D’une part, on garde évidemment une activité sexuelle plus soutenue si on bénéficie d’une bonne santé et la maladie n’est généralement pas un stimulant de la libido. D’autre part, le sexe est bon pour le cœur, les artères, la prostate et le tonus périnéal…Mais évitons les généralisations abusives : il y a des quinquas bien dans leur peau et en bonne santé qui n’ont pas de vie sexuelle active. Ne transformons pas le stéréotype « Les seniors sont asexués, ce n’est plus de leur âge » en une nouvelle contrainte qui serait « Jouissez à tout âge, c’est obligé » !

Comment évolue le plaisir chez l’homme et chez la femme ?

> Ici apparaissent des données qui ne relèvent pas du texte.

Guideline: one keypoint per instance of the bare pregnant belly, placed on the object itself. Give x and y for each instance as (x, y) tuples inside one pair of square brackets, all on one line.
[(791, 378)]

Les hommes sont des Beaujolais nouveaux et les femmes des Bordeaux grands crus ! C’est évidemment une plaisanterie, mais globalement on assiste plutôt à un épanouissement croissant de la sexualité féminine vers la cinquantaine : les enfants partent ou vont partir, la maturité donne de l’audace et les réactions physiologiques de l’excitation sexuelle sont toujours bien présentes. Il n’est pas exceptionnel que certaines aient attendu cet âge pour découvrir en elles de nouvelles potentialités d’accès au plaisir (masturbation, sexe oral, investissement érotique du vagin, fantasmes…). Par contre, les hommes peuvent être inquiets au niveau de leurs « performances », surtout si leur hygiène de vie laisse à désirer (tabac, alcool, sédentarité et surcharge pondérale sont des poisons pour la bandaison). A contrario, certains se déclarent plus sûrs d’eux, plus aptes à différer la jouissance, à contrôler leur excitation et retarder l’éjaculation, plus enclins à profiter des préliminaires comme une rencontre à part entière, plus attentifs au plaisir de leurs partenaires sans leur imposer de jouir comme ils le voudraient.

Quel est l’impact de la ménopause sur la sexualité ?

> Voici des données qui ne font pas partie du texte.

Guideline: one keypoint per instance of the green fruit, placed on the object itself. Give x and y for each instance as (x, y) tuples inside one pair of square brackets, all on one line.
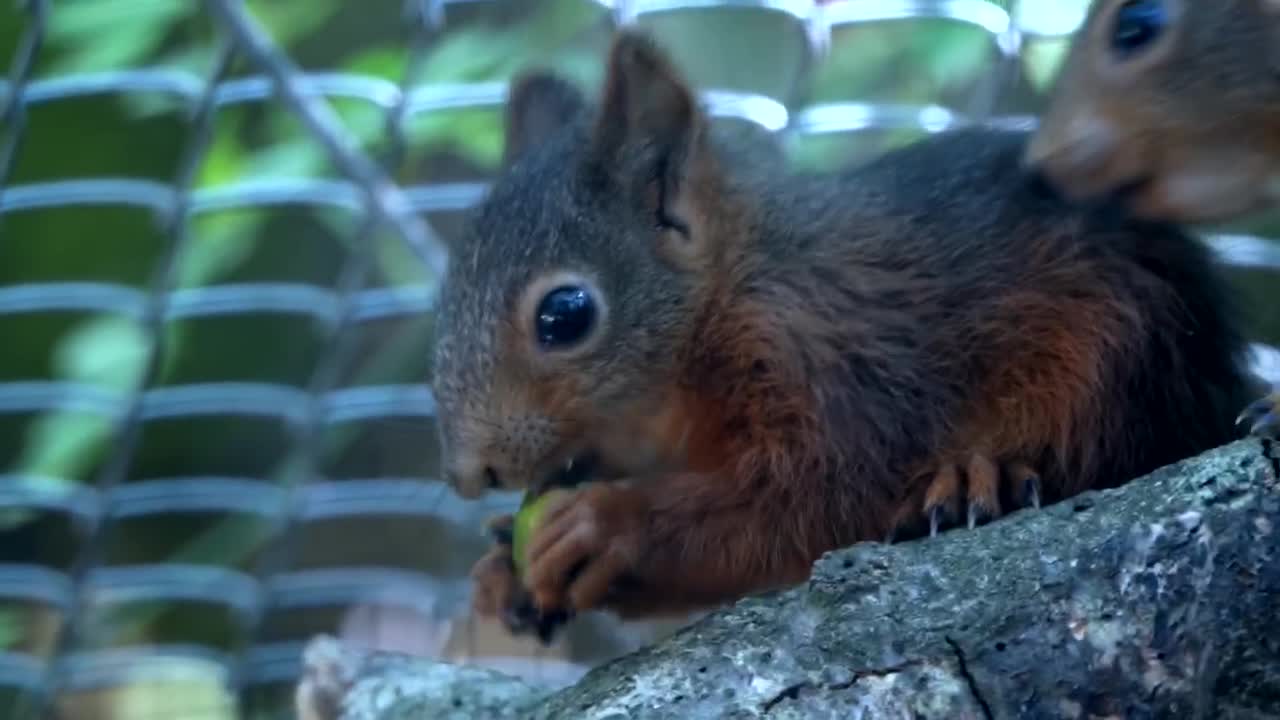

Pour une femme en bonne santé et bien dans son cœur et dans sa tête, cet impact est mineur. Les phénomènes de sécheresse vaginale ne sont ni systématiques ni immédiats dès l’installation de la ménopause et ils sont facilement compensés, s’ils sont présents, par des œstrogènes à usage local ou par des lubrifiants.

La baisse de la libido est-elle inévitable à l’approche de la cinquantaine ?

Certainement pas ! L’âge du couple et la qualité de sa relation est plus importante que l’âge réel de chaque partenaire. Les couples nouvellement formés après un divorce ou un veuvage témoignent souvent que leur libido est au zénith quel que soit leur âge. Ce qui ne signifie pas qu’il soit nécessaire de quitter son « vieux conjoint » pour réchauffer son désir sexuel. Il y a aussi chez les couples au long cours une maturation de la libido qui autorise des échanges en vérité et en intensité quel que soit leur durée de vie commune.

Quels sont les problèmes les plus fréquents rencontrés par les seniors ?

Les problèmes de santé physique (maladies, interventions chirurgicales, hypertension, arthrose, hygiène de vie déficiente…) sont évidemment plus fréquents chez les seniors et leurs répercussions négatives sur la vie sexuelle sont évidentes.Les problèmes de santé psychique vont également croissant avec l’âge (dépressions, angoisses, insomnies, deuil…) et sont des inhibiteurs de la fonction sexuelle. Les médicaments si souvent utilisés pour ces problématiques (somnifères, antidépresseurs, anxiolytiques) peuvent diminuer la libido et empêcher l’accès à l’orgasme.